I believe that the real reason that Doomsday is (on average) not faster than ANT is because it's secondary business spell (Burning Wish) is off-color. Burning Wish is however irreplaceable if you want to win with storm, because it allows you to generate 6 storm from a 5 card pile and not play Tendrils main. Without Burning Wish, I wouldn't even try to win with Tendrils.
I gotta agree with ben here. In my initial goldfishing, I've been impressed at how much speed you can coax out of this deck. Granted, the fastest hands typically require some mix of Dark Ritual and Doomsday, but that's not significantly less likely than Tutor+LED, and certainly closer once you factor in the need for additional LED/Rituals for ANT to combo t1, whereas Doomsday can use LEDs or Probes. If people would be ok with me using standardized lists for each, I could actual do some math on how close the numbers are for t1/t2 kills.
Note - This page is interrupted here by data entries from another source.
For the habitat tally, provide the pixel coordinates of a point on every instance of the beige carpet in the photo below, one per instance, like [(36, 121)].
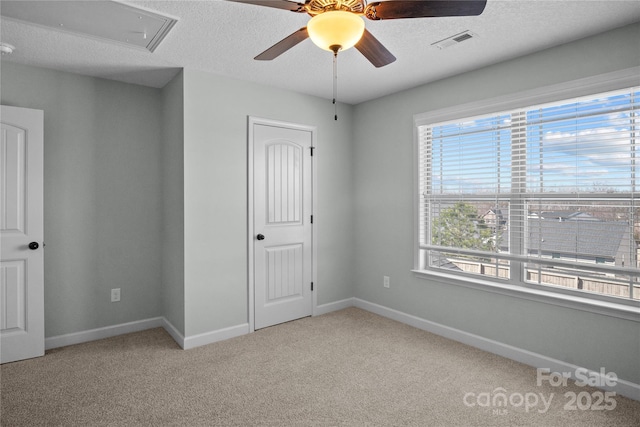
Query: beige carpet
[(348, 368)]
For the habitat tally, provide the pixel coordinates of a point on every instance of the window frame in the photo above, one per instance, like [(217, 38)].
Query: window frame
[(603, 304)]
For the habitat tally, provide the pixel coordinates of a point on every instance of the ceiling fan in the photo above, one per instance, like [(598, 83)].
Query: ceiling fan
[(337, 25)]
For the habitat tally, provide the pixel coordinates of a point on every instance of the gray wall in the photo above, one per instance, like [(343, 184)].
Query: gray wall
[(383, 179), (173, 202), (102, 204), (215, 183), (146, 190)]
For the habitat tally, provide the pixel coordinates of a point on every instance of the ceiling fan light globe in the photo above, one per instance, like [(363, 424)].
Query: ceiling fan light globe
[(335, 28)]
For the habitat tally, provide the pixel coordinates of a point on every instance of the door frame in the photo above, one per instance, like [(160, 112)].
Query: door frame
[(251, 122), (32, 121)]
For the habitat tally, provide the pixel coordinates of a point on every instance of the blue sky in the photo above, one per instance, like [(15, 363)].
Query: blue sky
[(580, 146)]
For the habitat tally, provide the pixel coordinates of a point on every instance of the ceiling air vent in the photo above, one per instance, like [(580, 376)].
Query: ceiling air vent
[(455, 39)]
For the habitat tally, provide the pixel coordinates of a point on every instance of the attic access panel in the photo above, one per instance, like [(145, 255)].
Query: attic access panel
[(105, 20)]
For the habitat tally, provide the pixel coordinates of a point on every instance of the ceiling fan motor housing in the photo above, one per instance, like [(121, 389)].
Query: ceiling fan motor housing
[(316, 7)]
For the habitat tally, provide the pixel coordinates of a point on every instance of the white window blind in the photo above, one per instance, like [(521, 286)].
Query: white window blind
[(543, 195)]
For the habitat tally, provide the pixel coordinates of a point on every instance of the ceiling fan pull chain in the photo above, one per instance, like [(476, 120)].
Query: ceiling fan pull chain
[(335, 84)]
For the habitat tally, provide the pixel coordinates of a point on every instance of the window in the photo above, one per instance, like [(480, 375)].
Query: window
[(544, 196)]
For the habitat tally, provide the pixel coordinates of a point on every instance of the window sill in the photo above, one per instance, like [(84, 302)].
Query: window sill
[(606, 308)]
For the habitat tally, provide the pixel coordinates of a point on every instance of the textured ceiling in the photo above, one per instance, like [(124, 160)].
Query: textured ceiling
[(223, 37)]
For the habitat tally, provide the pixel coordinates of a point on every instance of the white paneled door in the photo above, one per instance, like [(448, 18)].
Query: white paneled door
[(282, 222), (21, 232)]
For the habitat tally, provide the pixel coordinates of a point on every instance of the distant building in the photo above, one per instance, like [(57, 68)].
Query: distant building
[(494, 218), (599, 242)]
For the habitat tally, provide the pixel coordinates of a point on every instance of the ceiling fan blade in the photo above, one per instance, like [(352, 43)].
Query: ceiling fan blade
[(283, 45), (397, 9), (278, 4), (374, 51)]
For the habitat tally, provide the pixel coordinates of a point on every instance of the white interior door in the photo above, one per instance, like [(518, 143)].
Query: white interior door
[(21, 232), (282, 223)]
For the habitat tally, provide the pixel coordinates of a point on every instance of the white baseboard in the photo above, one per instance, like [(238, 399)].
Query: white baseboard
[(333, 306), (622, 387), (141, 325), (173, 331), (100, 333), (215, 336)]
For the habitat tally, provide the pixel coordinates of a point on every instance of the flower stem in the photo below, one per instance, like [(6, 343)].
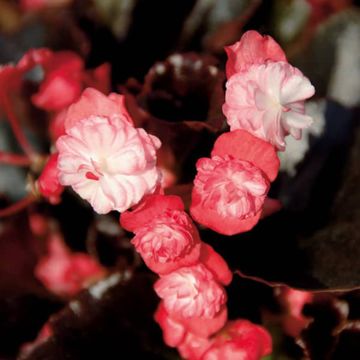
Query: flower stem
[(17, 206), (14, 159), (15, 125)]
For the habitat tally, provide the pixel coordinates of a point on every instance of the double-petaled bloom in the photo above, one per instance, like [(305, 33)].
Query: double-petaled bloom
[(168, 242), (265, 95), (191, 292), (103, 157), (268, 100)]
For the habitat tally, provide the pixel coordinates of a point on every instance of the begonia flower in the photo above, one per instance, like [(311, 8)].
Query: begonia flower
[(240, 340), (252, 48), (148, 209), (230, 188), (175, 328), (48, 182), (66, 273), (268, 100), (103, 157), (191, 292), (168, 242)]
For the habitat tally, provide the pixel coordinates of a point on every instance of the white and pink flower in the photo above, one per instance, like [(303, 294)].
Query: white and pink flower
[(168, 242), (231, 187), (105, 159), (191, 292), (268, 100)]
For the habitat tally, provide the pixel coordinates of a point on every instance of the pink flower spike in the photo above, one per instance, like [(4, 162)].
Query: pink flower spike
[(240, 340), (107, 161), (216, 264), (191, 292), (242, 145), (168, 242), (93, 103), (48, 182), (228, 194), (268, 101), (252, 48), (148, 209)]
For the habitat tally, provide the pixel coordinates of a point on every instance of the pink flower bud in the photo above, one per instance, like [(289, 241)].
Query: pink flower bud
[(268, 100), (191, 292), (103, 157), (228, 194), (168, 242), (252, 48), (240, 340), (48, 182)]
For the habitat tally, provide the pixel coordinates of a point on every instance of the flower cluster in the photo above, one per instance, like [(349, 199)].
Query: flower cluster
[(191, 284), (113, 165), (264, 102)]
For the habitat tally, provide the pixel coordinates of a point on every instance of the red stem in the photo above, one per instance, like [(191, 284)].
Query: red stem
[(14, 159), (15, 125), (17, 207)]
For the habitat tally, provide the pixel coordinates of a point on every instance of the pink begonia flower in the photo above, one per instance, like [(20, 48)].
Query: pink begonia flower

This doesn't even factor in that you don't randomly die to Ad Nauseam when you're playing Doomsday, so your early kills are guaranteed, whereas a certain amount of the time you will just die to Ad Nauseam.
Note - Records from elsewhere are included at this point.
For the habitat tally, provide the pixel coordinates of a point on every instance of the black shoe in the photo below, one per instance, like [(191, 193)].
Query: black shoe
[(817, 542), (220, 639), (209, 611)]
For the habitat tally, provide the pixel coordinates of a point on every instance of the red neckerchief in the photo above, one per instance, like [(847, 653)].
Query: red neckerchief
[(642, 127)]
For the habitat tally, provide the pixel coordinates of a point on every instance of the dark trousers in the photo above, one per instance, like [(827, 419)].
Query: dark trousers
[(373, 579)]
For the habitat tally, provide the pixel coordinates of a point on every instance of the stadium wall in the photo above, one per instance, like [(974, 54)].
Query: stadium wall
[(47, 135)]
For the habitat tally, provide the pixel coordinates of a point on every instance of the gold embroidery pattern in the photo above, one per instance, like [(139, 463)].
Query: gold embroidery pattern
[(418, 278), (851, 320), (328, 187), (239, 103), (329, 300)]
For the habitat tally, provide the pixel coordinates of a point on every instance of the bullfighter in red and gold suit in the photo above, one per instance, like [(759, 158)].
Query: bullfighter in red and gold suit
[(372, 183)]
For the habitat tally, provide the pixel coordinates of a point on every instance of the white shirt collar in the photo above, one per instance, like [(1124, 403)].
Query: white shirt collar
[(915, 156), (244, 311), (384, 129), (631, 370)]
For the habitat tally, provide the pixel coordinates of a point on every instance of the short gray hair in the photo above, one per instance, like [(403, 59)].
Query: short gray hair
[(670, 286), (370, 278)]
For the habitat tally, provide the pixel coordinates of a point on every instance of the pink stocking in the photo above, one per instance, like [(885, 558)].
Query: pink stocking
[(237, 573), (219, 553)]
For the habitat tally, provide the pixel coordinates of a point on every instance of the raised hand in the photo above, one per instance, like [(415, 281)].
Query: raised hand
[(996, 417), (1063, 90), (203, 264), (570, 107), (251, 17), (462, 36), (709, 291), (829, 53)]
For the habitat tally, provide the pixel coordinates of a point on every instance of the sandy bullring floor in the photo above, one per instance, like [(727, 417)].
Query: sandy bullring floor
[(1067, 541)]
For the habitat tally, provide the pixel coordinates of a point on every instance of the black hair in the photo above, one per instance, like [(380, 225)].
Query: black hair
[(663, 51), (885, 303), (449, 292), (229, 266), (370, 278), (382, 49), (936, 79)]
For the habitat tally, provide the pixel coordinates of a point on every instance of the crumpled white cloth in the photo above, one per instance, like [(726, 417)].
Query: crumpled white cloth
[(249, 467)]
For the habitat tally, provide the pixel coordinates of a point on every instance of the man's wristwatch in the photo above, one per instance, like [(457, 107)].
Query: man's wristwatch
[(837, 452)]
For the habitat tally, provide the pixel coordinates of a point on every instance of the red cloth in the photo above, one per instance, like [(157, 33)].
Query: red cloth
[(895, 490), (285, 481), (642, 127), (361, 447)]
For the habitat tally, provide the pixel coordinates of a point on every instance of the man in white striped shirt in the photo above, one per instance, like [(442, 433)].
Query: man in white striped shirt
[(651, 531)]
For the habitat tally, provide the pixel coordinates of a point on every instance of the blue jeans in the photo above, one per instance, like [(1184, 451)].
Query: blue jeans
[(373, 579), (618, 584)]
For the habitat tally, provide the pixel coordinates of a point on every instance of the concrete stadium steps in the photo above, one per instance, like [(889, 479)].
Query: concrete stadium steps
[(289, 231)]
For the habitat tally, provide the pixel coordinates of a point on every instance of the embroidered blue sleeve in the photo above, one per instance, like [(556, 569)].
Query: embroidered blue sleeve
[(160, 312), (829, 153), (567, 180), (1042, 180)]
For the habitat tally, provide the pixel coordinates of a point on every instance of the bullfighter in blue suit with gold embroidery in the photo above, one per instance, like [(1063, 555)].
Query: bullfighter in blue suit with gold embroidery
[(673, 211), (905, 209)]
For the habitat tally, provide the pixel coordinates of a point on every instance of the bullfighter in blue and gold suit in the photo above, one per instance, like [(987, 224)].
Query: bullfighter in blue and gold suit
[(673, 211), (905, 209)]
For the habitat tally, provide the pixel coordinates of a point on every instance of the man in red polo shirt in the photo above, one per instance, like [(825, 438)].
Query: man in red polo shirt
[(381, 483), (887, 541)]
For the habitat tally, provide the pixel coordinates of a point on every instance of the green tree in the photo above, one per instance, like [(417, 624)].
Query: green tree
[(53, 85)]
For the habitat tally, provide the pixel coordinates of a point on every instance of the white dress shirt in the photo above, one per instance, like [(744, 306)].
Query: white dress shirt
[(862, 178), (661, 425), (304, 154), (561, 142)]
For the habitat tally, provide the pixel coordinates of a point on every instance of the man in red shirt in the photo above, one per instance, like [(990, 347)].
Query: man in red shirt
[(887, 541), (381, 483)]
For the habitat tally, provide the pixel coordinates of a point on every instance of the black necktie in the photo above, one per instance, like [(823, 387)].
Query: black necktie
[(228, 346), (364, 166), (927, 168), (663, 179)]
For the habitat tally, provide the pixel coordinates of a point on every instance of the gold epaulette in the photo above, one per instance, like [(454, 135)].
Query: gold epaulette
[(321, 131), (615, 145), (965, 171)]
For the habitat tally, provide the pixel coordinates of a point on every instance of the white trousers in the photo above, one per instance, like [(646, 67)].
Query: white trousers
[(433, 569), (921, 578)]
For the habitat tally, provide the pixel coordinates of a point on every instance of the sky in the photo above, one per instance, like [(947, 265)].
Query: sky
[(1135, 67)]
Re: [Deck] Fetchland Tendrils
Quote:
Originally Posted by
bennotsi
I disagree with this, you are oversimplifying things by a very large margin. Most ANT lists play 4 Brainstorm 4 Ponder 4 Gitaxian Probe and 3 (sometimes 4) slots of some combination of Preordain and SDT. By comparison, Doomsday's 4 BS 4 Ponder 4 GP 4 SDT are hardly significantly more library manipulation. This single slot difference does not explain why Doomsday runs 5 rituals against ANT's 8 or 1 to 3 Lotus Petals instead of 4. Also, in contrast to what you are suggesting, increasing the number of rituals won't speedup Doomsday, you'll just end up with black mana without a meaningful way to spend it. And finally, I can not believe you would call this the 'main' difference.
It was an oversimplification, but how ANT runs Cabal Ritual and TES runs RoF, Doomsday runs SDT, and Doomsday needs less mana and more draw spells to combo off was pretty much the point i was trying to make, I should've just said that, at the time I was also think main difference in terms of deck lists not how they actually play. Doomsday also has Ideas Unbound and Burning Wish ->Treasure Cruise and MD Treasure Cruises to draw cards.
Re: [Deck] Fetchland Tendrils
Quote:
Originally Posted by
bennotsi
Doomsday has ruined other storm decks for me. I can't play ANT or TES anymore without thinking "if this Infernal Tutor was a Doomsday, I would have just won with this hand". However, the main reason for me to play Doomsday is simply consistency. The number of occasions that the deck truly craps all over itself occur much less frequently for me with Doomsday than with ANT or TES. I stress that this is my personal experience, although I believe that I have played all three decks enough to arrive at a statistic that I can trust.
You couldn't have put my experiences with ANT and TES in better words. I'm currently toying around with ANT and this is totally true. I also get the feeling, that I am not even faster with ANT, than I am with Doomsday, just because I'm more used to playing Doomsday and I propably don't see all the ANT lines.